At Point7 blog, Emlyn O’Regan attempts to answer the question:  in a society with far less paid labor, “who would take out the garbage?

In what he calls an “adhocracy,” the cluster of stuff like Wikileaks, The Pirate Bay, Anonymous, the Arab Spring, etc., that seems to be supplanting the old corporate hierarchies as the defining feature of the new world, there’ll be a need for a lot less labor to produce stuff — and a growing share of what we used to pay for will be available for free.  How many people are still willing to shell out money for a dead tree encyclopedia, when Wikipedia’s available?  Not me.   And are there any real travel agents still out there?

Stuff that used to require an enormous white collar infrastructure, replicated in endless local iterations (O’Regan uses the appealing imagery of a “world spanning fractal turd”), can now be done on a modular basis with common platforms whose server networks require only a tiny fraction of the labor to maintain.  Many functions that previously required enormous bureaucratic, hierarchical institutions, can now be performed by what John Robb calls “superempowered individuals” taking advantage of free platforms as a force multiplier.  It’s also an example of what Bucky called “ephemeralization.”

So there’ll be a lot less paid work available, and a lot of stuff we’re still paying for will  be either free or very cheap.  But if you put it all together in the form of a Venn diagram, to what extent will the receipt of income from the remaining paid work overlap with the need to expend money for the remaining goods and services with a money price?

And will there be enough people who still need money income to secure sufficient labor for the unglamorous grunt work that remains?
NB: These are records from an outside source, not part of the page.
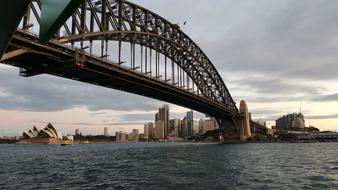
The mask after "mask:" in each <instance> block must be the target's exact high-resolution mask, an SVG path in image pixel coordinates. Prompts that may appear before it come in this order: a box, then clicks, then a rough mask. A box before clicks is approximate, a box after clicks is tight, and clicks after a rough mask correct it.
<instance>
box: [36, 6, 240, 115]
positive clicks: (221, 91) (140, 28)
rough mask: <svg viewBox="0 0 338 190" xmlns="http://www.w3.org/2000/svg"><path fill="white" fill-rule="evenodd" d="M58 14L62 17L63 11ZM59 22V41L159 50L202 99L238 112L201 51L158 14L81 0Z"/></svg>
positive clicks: (117, 6) (67, 42) (227, 91)
mask: <svg viewBox="0 0 338 190" xmlns="http://www.w3.org/2000/svg"><path fill="white" fill-rule="evenodd" d="M36 1H38V2H39V1H41V0H36ZM50 1H51V0H50ZM68 1H69V0H68ZM88 11H89V14H90V18H89V19H88V15H87V16H86V14H88ZM86 12H87V13H86ZM61 14H64V15H63V16H64V17H66V13H63V12H62V13H61ZM67 14H69V12H67ZM42 16H43V14H42ZM63 19H64V18H63ZM60 23H61V22H58V26H61V25H62V24H63V26H64V27H65V31H66V35H64V36H62V37H60V36H58V39H57V40H59V42H61V43H70V42H71V43H73V42H83V41H93V40H101V41H102V42H101V43H103V41H110V40H115V41H120V42H121V41H125V42H130V43H132V44H139V45H142V46H145V47H148V48H151V49H153V50H155V51H157V52H160V53H162V54H163V55H165V56H166V57H168V58H169V59H171V60H173V61H174V62H175V63H176V64H177V65H179V66H180V67H181V68H182V69H183V70H184V72H185V73H187V74H188V75H189V77H190V78H191V79H192V80H193V82H194V83H195V84H196V86H197V87H198V89H199V90H200V91H201V92H202V94H203V95H204V96H205V97H206V98H209V99H211V100H212V101H214V102H217V103H218V104H221V105H223V106H225V107H227V108H229V109H232V110H234V112H238V109H237V107H236V105H235V102H234V101H233V99H232V97H231V95H230V93H229V91H228V89H227V87H226V85H225V83H224V81H223V79H222V78H221V76H220V75H219V73H218V72H217V70H216V68H215V67H214V65H213V64H212V63H211V61H210V60H209V58H208V57H207V56H206V55H205V53H204V52H203V51H202V50H201V49H200V48H199V47H198V46H197V45H196V43H194V41H192V40H191V39H190V38H189V36H187V35H186V34H185V33H183V32H182V31H181V30H180V28H179V26H177V25H175V24H172V23H170V22H169V21H167V20H165V19H164V18H162V17H160V16H159V15H157V14H155V13H153V12H151V11H149V10H147V9H145V8H143V7H140V6H138V5H136V4H133V3H130V2H128V1H124V0H114V1H111V0H85V2H84V3H83V4H82V5H81V6H80V8H79V9H76V8H75V12H74V14H73V16H72V23H73V24H72V26H67V23H61V24H60ZM70 27H71V28H72V29H71V30H69V28H70ZM54 30H55V29H54ZM52 35H53V34H52ZM42 38H43V37H42ZM42 41H44V40H42Z"/></svg>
The answer, O’Regan suggests, is that 1) there will be a lot of people who are no longer employed who donate labor (like babysitting) in the informal and gift economies, and a much larger share of goods produced through self-provisioning in the informal sector; 2) the most unpleasant drudgework will be automated to a considerable extent; and 3) dwindling opportunities for work will add a ludic character to the opportunities for even manufal labor that arise (like the surplus of volunteers in hay-mowing season looking for a “nice spot of work” in Morris’s News from Nowhere).

That still leaves the question of purchasing power for goods with a real production cost.  There will still be some goods which must be produced on a scale sufficient to require a market area larger than the informal sector (i.e. people living in primary social units like extended family compounds, urban communes, neighborhood cohousing projects, etc.).  These goods include not only the most capital-intensive stuff, like microprocessors, but will likely include even garage factories producing comparatively heavy consumer goods for markets of hundreds or thousands of people.  So if the economy is insufficiently granular to enable the decentralization of all production to primary social units, or to distribute the remaining paid labor evenly (giving everyone a five or ten-hour week), how will those without work pay for stuff that costs money?

The answer, I think, lies in those same primary social units.  Only a minority of people in a primary social unit (the above-mentioned urban communes or cohousing projects) might undertake paid labor outside the home, in the dwindling number of enterprises that require paid labor.  Even in conventional, standalone nuclear family dwellings, there might be only one part-time wage earner rather than two full-time ones.  And the non-waged participants of the primary social unit, as an income- and cost-pooling unit, would work to help provision fellow residents of the household through unpaid labor in the voluntary communism of the primary social unit — in return for a share of the economic goods paid for by the wage-earners’ income.